前回レンズによって光源の放射状の形が異なる記事を書いたが、レンズによってゴーストの形も異なってくる。
ゴーストと言えば、レンズに向かって光が入り込んでくる際に生じる光の模様のようなものだ。最近のレンズは特殊コーティングが施されていて、フレアやゴーストの類いは軽減されているようだ。
しかしこのフレアやゴーストは、写真にアクセントを加えてくれる存在でもある。特にゴーストは、映画やアニメや漫画、ゲームなどでも効果的な手法として頻繁に出てくる。
ゴーストを活かすことで、他にはない表現で写真を撮ることが可能だ。
しかしこのゴーストも、理想的な形で出てくれるとは限らない。ゴーストの出方はレンズによって異なる。
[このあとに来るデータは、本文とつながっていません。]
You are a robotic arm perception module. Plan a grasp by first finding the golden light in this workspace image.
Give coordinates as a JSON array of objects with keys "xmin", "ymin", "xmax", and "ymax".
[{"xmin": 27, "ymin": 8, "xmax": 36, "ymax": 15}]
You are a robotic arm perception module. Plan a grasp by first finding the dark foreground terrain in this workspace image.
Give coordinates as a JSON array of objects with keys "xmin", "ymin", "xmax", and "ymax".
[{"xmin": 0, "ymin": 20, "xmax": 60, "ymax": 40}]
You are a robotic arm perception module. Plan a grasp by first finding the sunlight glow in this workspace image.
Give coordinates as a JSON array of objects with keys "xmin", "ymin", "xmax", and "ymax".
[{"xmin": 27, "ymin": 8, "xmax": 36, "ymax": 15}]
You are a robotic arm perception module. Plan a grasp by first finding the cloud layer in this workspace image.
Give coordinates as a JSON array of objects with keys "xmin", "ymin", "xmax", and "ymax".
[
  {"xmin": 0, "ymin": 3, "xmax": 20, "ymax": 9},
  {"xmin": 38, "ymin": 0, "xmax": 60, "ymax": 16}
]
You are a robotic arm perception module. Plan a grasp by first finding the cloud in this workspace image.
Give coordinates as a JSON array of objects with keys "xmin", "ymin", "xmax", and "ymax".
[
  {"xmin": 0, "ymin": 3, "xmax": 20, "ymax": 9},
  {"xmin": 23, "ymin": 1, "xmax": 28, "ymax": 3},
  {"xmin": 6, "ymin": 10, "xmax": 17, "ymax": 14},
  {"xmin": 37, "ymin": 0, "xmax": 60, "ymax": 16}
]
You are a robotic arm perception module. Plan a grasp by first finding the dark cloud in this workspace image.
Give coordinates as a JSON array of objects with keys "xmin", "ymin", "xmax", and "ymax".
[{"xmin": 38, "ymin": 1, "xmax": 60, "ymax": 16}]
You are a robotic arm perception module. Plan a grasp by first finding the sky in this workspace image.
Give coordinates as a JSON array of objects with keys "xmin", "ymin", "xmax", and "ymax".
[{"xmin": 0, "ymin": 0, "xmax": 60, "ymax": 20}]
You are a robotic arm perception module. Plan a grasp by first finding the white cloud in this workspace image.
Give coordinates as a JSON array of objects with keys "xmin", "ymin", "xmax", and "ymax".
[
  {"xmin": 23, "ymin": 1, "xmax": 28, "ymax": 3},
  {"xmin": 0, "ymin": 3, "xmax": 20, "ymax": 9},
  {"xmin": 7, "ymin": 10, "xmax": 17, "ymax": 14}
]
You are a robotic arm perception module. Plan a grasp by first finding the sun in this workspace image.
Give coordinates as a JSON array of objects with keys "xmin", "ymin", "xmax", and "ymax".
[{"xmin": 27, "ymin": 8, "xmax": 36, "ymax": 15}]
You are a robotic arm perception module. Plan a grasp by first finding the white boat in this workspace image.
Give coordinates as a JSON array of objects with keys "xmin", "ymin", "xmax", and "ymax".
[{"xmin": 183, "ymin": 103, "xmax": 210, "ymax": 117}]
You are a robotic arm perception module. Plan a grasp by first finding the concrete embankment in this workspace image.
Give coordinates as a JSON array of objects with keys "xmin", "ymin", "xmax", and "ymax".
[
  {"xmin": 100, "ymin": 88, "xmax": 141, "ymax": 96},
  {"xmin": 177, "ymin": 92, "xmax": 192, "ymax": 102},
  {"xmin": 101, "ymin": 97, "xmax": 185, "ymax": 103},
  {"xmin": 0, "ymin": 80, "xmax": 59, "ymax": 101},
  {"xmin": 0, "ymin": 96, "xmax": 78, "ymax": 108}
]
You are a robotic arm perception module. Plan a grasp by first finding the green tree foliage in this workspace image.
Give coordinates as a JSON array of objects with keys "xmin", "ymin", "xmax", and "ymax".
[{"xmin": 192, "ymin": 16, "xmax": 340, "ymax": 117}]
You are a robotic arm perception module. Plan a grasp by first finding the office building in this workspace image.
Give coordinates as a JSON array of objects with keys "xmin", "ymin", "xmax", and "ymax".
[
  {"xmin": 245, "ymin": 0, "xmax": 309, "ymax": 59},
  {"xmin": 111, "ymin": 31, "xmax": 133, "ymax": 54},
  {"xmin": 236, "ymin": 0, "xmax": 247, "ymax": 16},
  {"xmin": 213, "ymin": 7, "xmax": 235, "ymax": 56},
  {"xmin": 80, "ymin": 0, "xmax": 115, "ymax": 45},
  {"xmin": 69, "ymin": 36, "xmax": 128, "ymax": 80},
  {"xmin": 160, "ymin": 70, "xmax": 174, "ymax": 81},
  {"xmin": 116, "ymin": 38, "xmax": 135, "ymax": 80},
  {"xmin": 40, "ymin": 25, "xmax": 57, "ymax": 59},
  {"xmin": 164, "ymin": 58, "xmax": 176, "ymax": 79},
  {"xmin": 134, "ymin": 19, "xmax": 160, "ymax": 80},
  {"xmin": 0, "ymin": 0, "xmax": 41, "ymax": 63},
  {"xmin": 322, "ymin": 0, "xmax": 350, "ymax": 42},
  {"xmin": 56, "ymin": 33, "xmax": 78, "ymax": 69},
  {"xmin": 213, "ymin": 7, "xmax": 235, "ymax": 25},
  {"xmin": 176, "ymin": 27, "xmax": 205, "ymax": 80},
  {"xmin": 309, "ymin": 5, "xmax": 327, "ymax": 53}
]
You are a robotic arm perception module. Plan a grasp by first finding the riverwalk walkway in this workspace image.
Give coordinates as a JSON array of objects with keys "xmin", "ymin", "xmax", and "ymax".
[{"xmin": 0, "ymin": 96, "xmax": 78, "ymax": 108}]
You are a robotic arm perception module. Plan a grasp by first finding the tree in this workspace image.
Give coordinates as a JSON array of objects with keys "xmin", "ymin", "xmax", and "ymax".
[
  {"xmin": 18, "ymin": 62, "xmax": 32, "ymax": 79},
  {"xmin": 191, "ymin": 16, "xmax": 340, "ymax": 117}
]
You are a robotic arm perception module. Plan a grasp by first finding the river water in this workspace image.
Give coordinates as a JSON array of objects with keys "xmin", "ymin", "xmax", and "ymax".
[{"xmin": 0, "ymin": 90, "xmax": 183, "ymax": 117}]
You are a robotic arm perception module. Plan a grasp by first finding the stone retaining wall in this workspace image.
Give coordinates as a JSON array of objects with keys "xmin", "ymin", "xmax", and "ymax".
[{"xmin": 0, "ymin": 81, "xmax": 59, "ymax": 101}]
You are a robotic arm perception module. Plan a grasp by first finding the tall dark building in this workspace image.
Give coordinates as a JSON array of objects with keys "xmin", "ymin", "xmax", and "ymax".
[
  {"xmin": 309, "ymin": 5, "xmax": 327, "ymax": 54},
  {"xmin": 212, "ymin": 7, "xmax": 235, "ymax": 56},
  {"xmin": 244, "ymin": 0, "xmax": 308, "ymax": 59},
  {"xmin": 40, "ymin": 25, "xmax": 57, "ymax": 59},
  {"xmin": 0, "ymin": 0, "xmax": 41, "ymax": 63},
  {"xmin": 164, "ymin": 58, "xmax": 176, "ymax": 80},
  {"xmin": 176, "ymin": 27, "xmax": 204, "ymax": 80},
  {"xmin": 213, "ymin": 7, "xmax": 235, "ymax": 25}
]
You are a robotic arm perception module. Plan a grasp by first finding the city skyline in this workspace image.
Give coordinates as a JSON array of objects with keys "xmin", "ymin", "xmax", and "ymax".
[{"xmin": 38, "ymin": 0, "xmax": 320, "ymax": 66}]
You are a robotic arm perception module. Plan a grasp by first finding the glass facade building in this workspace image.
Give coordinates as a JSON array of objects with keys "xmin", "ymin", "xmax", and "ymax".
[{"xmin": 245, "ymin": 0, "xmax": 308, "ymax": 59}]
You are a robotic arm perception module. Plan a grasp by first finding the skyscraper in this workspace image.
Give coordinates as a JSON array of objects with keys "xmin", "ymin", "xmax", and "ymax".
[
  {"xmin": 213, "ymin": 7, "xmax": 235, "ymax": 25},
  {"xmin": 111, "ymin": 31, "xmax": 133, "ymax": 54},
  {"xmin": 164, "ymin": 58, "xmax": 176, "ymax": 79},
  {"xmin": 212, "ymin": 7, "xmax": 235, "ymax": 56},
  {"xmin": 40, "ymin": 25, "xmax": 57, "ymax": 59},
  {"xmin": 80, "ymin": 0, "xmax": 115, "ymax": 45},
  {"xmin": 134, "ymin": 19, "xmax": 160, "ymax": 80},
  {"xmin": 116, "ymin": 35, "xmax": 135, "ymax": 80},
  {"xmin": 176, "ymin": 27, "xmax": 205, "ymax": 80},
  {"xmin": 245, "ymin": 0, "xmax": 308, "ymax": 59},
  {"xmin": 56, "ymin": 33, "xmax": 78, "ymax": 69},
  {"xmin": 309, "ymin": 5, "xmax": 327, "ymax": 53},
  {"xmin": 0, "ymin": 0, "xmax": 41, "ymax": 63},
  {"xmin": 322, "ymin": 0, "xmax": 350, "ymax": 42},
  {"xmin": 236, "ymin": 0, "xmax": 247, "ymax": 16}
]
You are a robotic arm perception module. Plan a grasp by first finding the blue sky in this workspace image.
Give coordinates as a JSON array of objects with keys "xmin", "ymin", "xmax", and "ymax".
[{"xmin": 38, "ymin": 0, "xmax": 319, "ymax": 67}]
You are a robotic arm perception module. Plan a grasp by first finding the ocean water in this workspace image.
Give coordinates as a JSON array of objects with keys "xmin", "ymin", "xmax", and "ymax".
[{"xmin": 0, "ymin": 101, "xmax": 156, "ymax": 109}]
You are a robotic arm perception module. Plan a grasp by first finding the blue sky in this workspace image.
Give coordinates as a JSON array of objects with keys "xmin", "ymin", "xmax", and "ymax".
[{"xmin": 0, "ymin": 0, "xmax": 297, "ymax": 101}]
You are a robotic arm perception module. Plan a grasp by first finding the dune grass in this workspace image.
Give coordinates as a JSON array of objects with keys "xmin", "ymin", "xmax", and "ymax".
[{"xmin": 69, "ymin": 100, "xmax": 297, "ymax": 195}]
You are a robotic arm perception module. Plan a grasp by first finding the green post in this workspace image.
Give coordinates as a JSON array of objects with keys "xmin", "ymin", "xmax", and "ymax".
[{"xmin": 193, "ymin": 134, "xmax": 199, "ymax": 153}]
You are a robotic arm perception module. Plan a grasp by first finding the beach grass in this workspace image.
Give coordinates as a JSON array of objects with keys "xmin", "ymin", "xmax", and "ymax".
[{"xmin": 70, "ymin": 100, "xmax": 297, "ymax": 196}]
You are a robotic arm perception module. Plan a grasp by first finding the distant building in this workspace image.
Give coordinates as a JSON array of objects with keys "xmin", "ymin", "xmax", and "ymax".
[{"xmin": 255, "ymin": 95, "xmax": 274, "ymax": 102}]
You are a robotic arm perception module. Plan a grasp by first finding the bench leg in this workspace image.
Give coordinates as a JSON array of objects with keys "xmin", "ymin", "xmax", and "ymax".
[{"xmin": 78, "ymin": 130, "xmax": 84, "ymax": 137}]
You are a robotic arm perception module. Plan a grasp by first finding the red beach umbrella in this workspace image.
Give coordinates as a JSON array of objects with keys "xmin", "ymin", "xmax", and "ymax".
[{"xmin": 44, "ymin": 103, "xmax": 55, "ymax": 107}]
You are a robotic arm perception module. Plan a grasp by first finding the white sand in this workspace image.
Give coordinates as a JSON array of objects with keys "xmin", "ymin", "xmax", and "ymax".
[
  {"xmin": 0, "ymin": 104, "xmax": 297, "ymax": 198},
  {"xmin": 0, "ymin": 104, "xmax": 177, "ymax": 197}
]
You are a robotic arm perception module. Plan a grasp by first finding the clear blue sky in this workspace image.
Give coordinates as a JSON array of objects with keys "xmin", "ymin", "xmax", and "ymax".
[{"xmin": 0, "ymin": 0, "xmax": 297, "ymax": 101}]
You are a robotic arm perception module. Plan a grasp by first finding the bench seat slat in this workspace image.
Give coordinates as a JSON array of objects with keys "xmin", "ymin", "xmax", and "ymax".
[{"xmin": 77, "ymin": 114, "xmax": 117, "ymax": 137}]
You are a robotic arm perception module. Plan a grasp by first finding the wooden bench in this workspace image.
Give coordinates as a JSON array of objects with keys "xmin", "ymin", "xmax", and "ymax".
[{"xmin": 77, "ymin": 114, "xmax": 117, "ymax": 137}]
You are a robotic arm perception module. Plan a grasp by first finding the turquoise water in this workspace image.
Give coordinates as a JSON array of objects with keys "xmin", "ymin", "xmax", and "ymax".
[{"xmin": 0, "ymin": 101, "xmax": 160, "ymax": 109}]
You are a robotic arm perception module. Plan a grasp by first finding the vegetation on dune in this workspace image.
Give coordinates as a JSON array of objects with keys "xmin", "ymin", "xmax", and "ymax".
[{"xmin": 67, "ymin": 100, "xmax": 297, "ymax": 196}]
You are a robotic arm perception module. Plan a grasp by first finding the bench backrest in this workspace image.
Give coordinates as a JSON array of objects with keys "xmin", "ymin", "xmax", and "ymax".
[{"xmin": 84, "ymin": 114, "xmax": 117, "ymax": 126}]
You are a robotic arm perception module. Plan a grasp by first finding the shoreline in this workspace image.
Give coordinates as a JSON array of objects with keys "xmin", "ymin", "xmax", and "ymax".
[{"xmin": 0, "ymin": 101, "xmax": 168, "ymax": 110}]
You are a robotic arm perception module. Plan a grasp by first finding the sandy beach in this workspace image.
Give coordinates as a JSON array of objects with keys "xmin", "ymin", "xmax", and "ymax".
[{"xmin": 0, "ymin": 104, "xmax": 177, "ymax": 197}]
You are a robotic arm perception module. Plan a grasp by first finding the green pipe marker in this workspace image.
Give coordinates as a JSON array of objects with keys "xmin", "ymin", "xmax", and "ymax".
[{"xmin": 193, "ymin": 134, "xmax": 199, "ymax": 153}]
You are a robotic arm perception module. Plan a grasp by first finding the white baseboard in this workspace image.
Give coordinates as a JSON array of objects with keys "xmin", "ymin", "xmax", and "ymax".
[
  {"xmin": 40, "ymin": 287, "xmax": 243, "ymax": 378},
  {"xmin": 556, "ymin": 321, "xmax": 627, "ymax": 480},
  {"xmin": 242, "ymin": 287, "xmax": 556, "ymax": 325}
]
自分の理想的なゴーストの形が欲しい場合、レンズを選ぶ必然性が生じてくる。
Canon EF24mm F1.4L Ⅱ USMの場合
次の写真はCanon EF24mm F1.4L Ⅱ USMで撮影した。とても面白い形でゴーストが出ているだけでなく、ゴーストが写真を彩ることで、ライブ感がうまく表現されている。
Canon EF24mm F1.4L Ⅱ USMというレンズは筆者のお気に入りレンズだ。なぜなら光の弓のようなゴーストが出るから。このゴーストをライブ風の撮影に用いない手はない。24mmは近づけば被写体をデフォルメさせてライブ風の撮影にもってこいのダイナミックな躍動感を生むし、引いて撮ればライブに最適な背景を広々と写し取れるという利点もある。
Zeiss Otus1.4/55の場合
次にOtus1.4/55のレンズで発生するゴーストを見てみよう。
綺麗な形で出ているが、先の24mm程ではない。標準レンズは広角レンズに比べてゴーストが出にくいのか、それともレンズのコーティングがゴーストを排除しているのか。
Canon EF24-70mm F4L IS USMの場合
最後にCanon EF24-70mm F4L IS USMのゴーストを見てみよう。
Canon EF24-70mm F4L IS USMで多灯ストロボでゴースト効果を狙った写真を何度か撮ったことがあるが、あまり綺麗なゴーストが出なかった記憶がある。レンズの構成枚数が多いズームレンズ故なのか・・・?
写真の欠点とされるゴーストだが、一風変わったポートレートや、コスプレ写真のような特殊な表現が好まれる撮影には、ゴーストはむしろメリットとなる。ゴーストを上手く引き出して、目を引きつける写真を撮りたいものだ。